The combination of a slowing economy and rising inflation creates a “dilemma” for the Bank of Canada, Macklem said.
If the economy were not facing those higher inflationary pressures, Macklem told reporters, central bankers would likely be talking about lowering rates.
“But, you know, we’re operating in a world where there’s more than one thing going on,” he said.
What this means for consumers
The bank says inflation due to higher oil prices will squeeze consumers, leaving them with less income for other spending. A lot of Canada’s fresh food is imported, and higher transportation due to higher energy costs could further boost food inflation.

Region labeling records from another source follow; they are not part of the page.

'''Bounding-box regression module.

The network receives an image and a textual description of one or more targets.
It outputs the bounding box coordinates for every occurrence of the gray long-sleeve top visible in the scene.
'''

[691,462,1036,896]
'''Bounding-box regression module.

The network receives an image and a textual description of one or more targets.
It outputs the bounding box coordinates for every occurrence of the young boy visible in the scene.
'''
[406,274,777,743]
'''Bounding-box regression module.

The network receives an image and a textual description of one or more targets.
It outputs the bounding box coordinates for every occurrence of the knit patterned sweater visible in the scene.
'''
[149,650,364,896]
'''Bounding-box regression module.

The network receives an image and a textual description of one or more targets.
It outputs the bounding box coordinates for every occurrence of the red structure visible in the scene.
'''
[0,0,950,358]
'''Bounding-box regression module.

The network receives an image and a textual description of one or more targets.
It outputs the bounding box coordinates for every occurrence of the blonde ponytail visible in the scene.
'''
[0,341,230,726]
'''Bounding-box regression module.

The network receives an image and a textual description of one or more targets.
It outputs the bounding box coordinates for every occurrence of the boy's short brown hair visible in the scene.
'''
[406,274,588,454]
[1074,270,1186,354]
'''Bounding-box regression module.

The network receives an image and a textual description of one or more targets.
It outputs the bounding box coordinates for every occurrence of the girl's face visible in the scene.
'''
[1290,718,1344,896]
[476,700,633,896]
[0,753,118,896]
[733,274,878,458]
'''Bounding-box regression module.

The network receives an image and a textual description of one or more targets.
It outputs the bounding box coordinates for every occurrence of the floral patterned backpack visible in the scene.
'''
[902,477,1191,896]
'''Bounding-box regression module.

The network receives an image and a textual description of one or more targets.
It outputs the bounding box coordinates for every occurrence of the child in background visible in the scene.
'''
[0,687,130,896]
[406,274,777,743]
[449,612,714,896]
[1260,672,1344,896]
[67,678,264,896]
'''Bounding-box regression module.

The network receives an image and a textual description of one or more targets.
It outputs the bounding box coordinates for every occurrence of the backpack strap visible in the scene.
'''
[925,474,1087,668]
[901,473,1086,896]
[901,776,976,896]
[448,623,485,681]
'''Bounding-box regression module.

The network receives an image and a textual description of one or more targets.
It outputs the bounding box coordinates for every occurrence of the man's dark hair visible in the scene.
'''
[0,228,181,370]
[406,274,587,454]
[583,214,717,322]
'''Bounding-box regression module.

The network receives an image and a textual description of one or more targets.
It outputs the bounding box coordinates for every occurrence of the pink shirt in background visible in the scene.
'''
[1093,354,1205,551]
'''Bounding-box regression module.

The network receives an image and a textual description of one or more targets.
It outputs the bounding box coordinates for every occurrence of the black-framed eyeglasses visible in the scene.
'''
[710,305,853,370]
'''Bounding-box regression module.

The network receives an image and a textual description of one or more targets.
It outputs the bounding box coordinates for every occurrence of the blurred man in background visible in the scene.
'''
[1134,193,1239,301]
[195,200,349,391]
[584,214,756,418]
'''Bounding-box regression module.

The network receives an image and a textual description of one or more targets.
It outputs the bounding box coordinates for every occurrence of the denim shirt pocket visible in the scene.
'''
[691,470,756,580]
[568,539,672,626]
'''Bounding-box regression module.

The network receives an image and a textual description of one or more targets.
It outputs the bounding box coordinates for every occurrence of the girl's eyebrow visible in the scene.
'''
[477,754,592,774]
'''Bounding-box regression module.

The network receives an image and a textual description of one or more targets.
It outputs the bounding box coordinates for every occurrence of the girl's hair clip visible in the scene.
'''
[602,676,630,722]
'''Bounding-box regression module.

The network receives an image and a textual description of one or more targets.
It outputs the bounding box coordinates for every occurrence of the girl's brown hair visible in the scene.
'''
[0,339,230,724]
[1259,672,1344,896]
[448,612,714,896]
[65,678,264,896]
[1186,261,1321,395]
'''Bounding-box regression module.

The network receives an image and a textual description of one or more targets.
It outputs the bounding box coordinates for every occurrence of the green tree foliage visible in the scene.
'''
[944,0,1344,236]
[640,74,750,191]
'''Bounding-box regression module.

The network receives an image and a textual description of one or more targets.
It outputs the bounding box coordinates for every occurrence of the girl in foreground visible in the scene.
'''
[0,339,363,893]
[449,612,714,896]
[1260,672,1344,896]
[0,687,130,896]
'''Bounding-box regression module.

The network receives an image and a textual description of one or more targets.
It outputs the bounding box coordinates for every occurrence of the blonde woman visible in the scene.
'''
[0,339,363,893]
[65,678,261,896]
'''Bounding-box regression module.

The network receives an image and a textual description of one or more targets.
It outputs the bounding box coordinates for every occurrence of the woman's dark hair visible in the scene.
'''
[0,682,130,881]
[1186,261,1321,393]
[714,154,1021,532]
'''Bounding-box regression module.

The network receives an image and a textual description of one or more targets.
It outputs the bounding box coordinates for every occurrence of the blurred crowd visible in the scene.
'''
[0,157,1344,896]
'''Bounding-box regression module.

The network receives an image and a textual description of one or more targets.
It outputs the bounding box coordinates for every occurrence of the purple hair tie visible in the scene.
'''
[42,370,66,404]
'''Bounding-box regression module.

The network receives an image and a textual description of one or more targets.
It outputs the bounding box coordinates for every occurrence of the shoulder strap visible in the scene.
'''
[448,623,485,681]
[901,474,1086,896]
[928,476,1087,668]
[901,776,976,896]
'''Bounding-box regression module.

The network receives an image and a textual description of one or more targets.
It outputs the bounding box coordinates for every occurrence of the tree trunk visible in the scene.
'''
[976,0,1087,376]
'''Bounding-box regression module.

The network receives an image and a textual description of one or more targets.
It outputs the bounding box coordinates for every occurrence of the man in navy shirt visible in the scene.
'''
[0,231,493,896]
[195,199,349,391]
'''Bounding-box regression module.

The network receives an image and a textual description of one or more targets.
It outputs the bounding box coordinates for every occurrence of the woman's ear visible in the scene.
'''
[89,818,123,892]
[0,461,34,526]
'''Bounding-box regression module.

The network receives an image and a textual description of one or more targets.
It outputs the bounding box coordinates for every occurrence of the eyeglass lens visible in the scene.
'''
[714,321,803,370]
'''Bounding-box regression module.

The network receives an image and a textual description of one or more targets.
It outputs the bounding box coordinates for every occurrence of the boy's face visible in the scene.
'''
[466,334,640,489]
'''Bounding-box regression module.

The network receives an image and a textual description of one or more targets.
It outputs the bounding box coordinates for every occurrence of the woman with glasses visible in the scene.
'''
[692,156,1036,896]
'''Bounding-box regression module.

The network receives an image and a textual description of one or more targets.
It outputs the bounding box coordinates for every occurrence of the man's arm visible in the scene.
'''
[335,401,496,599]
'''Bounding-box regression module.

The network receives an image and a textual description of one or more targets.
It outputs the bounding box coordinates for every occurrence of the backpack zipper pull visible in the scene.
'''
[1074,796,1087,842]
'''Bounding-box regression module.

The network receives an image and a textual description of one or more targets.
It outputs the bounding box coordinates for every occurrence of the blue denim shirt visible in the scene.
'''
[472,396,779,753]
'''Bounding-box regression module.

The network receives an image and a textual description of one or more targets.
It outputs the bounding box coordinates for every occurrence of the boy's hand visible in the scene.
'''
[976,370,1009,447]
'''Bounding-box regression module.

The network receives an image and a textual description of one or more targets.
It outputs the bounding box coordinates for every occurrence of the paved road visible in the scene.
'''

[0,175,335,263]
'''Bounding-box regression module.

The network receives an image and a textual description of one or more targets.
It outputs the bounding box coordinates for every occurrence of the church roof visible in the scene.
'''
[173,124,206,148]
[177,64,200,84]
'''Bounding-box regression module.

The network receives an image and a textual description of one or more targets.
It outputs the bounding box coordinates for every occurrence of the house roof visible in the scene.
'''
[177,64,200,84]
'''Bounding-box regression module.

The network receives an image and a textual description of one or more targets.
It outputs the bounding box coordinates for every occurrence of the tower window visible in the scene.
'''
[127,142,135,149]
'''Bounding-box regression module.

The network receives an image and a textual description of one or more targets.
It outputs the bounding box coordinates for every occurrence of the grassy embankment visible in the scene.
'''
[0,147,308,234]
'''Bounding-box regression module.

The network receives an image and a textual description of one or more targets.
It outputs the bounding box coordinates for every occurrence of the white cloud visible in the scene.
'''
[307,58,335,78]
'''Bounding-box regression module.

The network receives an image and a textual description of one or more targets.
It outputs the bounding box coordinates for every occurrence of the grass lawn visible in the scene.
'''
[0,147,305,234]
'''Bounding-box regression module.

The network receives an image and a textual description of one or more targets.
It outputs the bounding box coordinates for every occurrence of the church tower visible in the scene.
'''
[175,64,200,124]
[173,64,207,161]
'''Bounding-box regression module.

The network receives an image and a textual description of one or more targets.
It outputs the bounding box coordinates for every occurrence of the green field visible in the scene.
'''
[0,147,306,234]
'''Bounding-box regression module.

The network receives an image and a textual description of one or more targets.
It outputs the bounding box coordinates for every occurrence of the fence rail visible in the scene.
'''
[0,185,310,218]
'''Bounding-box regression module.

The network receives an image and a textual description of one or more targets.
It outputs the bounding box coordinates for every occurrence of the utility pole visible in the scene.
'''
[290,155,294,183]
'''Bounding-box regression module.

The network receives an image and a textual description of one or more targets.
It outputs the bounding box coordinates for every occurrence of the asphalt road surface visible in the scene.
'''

”It’s a bit early to tell what the impacts of food inflation will be, but certainly energy is big input cost to food,” said Senior Deputy Bank of Canada Governor Carolyn Rogers.
Beyond that, the central bank warns transportation bottlenecks due to the closure of the Strait of Hormuz could also impact supplies of other commodities, including fertilizer, which could also pinch consumers.
“We know some of the supply can come back quickly, but not all of it,” Rogers said.
Looking more broadly, the bank says stock markets are lower, credit spreads are wider and global bond yields are higher.
The housing market is also looking weaker than the bank had projected in its January outlook, a factor that also plays into the bank’s monetary policy decisions.
“We need to take another look at the housing market,” Rogers said. “We need house prices to come down so housing is more affordable.”
But it’s not all bad, the bank says. Higher energy prices will boost income from energy exports, which would support the economy.
Canada is a net energy exporter, so it has more income coming to the country, which Macklem said has helped make the Canadian currency more stable than many other countries’.
“Relative to some other countries, we are in a pretty good position,” Macklem told reports.